Legalizar aborto não é aumentar número de procedimentos
No Brasil, a mulher que aborta pode cumprir uma pena de até três anos de prisão, e o médico que realizar o procedimento, até quatro anos – as exceções são para casos de estupro, risco de morte da mulher ou feto anencéfalo. A PNA critica a criminalização por ser contraproducente:
“A julgar pela persistência da alta magnitude, e pelo fato do aborto ser comum em mulheres de todos os grupos sociais, a resposta fundamentada na criminalização e repressão tem se mostrado não apenas inefetiva, mas nociva.

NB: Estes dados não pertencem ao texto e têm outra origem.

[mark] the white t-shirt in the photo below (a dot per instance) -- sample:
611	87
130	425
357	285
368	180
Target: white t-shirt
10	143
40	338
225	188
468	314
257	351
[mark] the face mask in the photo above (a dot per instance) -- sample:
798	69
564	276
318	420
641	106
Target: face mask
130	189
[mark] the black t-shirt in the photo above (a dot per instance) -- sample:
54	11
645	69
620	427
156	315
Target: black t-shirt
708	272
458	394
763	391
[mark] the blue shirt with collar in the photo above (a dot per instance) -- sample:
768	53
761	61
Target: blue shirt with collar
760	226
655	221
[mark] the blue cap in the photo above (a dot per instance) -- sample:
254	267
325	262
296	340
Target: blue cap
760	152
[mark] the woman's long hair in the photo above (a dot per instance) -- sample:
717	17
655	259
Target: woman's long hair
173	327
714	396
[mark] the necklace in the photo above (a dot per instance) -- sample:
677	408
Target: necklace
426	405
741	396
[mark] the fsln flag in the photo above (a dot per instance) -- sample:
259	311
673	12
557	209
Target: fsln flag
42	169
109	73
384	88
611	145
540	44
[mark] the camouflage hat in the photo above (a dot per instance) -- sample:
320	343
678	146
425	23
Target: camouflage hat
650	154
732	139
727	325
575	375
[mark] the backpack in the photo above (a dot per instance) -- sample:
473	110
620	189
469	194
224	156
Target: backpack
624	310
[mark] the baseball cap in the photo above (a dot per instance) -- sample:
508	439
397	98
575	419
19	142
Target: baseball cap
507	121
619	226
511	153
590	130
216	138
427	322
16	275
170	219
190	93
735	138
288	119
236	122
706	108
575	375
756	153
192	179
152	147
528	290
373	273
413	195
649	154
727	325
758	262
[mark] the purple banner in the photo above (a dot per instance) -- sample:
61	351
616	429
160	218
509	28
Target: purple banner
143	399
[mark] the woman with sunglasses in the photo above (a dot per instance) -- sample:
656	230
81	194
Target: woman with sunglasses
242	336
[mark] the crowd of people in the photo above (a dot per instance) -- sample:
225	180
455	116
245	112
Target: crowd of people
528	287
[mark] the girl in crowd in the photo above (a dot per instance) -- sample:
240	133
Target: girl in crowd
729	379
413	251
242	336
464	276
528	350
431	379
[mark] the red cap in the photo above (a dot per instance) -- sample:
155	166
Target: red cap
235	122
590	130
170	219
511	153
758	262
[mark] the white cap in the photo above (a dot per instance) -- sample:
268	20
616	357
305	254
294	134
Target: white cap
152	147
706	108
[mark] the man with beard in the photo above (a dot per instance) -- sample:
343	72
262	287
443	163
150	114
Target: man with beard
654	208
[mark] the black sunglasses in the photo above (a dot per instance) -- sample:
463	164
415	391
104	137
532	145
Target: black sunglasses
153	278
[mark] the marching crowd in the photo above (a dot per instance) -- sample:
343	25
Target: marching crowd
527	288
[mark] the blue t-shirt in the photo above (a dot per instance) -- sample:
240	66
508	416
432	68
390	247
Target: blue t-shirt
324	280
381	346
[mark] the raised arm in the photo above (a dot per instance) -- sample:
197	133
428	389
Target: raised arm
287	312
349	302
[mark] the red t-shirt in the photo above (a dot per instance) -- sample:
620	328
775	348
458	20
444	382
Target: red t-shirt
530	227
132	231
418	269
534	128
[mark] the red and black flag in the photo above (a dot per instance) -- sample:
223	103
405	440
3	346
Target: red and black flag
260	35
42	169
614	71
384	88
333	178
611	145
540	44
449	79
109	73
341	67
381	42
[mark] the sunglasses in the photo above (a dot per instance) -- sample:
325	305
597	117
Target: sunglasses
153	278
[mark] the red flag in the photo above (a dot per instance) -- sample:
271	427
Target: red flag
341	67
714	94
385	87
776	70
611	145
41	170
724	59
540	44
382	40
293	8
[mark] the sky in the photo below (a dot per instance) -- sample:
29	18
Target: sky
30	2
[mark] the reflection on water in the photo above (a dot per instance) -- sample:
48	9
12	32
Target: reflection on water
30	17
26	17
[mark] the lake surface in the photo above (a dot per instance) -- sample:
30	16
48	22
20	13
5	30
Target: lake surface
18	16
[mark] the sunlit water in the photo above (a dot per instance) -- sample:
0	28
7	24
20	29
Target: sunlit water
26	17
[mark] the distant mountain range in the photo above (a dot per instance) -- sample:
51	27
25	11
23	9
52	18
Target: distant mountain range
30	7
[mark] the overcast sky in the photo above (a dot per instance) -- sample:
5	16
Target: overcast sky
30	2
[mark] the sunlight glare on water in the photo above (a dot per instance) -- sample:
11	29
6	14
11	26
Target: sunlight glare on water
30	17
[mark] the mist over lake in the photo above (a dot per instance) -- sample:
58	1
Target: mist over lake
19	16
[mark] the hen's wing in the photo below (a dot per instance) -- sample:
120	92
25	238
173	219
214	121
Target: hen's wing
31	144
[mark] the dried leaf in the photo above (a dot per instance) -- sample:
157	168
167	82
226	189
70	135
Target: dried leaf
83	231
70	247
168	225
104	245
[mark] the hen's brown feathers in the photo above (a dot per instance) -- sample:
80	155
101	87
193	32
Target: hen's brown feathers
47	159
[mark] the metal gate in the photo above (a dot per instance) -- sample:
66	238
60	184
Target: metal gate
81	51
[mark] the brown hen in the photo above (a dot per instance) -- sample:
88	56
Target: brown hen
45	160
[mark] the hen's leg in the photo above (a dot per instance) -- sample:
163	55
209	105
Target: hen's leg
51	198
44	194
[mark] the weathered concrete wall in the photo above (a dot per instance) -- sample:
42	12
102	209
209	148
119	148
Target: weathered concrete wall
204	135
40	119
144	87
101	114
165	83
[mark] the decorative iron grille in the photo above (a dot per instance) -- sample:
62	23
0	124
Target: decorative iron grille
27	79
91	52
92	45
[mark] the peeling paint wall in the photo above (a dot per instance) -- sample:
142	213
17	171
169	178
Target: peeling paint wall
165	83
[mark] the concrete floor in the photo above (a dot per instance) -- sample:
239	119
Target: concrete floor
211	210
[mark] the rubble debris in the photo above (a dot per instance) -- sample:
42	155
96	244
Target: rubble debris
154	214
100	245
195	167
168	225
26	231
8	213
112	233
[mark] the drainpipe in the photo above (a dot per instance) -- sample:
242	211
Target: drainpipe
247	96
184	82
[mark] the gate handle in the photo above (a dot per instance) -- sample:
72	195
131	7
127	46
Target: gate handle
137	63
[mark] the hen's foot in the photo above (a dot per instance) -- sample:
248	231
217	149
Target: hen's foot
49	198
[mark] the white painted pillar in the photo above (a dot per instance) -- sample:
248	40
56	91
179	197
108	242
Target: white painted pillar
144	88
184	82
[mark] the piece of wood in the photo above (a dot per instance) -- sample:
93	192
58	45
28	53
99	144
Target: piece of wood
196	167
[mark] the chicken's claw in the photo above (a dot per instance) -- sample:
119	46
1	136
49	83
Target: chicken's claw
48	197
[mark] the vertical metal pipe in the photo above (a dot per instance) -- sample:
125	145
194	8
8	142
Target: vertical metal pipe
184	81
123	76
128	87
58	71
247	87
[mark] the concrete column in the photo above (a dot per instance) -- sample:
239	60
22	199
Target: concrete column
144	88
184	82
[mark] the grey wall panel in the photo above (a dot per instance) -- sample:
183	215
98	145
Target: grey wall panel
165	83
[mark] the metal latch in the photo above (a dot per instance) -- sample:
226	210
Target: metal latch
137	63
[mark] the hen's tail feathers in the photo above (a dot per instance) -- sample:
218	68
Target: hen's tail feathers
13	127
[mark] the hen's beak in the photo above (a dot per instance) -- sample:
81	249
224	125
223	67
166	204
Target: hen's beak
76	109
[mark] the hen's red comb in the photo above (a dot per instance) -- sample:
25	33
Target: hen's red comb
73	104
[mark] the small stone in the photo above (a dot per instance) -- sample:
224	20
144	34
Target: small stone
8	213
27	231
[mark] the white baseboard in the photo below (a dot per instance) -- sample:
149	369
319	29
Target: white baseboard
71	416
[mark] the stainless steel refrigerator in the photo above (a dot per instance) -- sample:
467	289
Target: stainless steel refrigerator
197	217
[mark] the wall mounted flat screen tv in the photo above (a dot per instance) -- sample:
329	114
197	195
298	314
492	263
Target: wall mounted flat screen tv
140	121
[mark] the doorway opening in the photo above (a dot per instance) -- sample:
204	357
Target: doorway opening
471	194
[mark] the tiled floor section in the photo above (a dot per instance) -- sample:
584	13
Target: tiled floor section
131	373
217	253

Não reduz nem cuida: por um lado, não é capaz de diminuir o número de abortos e, por outro, impede que mulheres busquem o acompanhamento e a informação de saúde necessários para que seja realizado de forma segura ou para planejar sua vida reprodutiva a fim de evitar um segundo evento desse tipo.”
Uma pesquisa internacional, publicada pela revista científica The Lancet no ano passado, revelou que a legalização ajuda a reduzir não apenas o número de mortes de mulheres como também o de procedimentos cirúrgicos. Segundo o estudo, dos 56,3 milhões de abortos realizados por ano em todo o mundo, 16 milhões são feitos clandestinamente.
De acordo com o Instituto Guttmacher, que pesquisa sobre direitos reprodutivos e saúde da mulher, em países onde o aborto é ilegal, as taxas médias são de 37 abortos para cada mil mulheres em idade reprodutiva, enquanto nos países onde é legalizado o índice cai para 34.
O levantamento mostra que o fator determinante para a queda nos índices de interrupções não seria a legalização, mas sim a facilidade de acesso a contraceptivos gerada pela liberação.
Atualização: 14 de setembro, 14h52
Este texto foi atualizado para incluir a informação de que o STF deve julgar em breve a descriminalização do aborto no Brasil.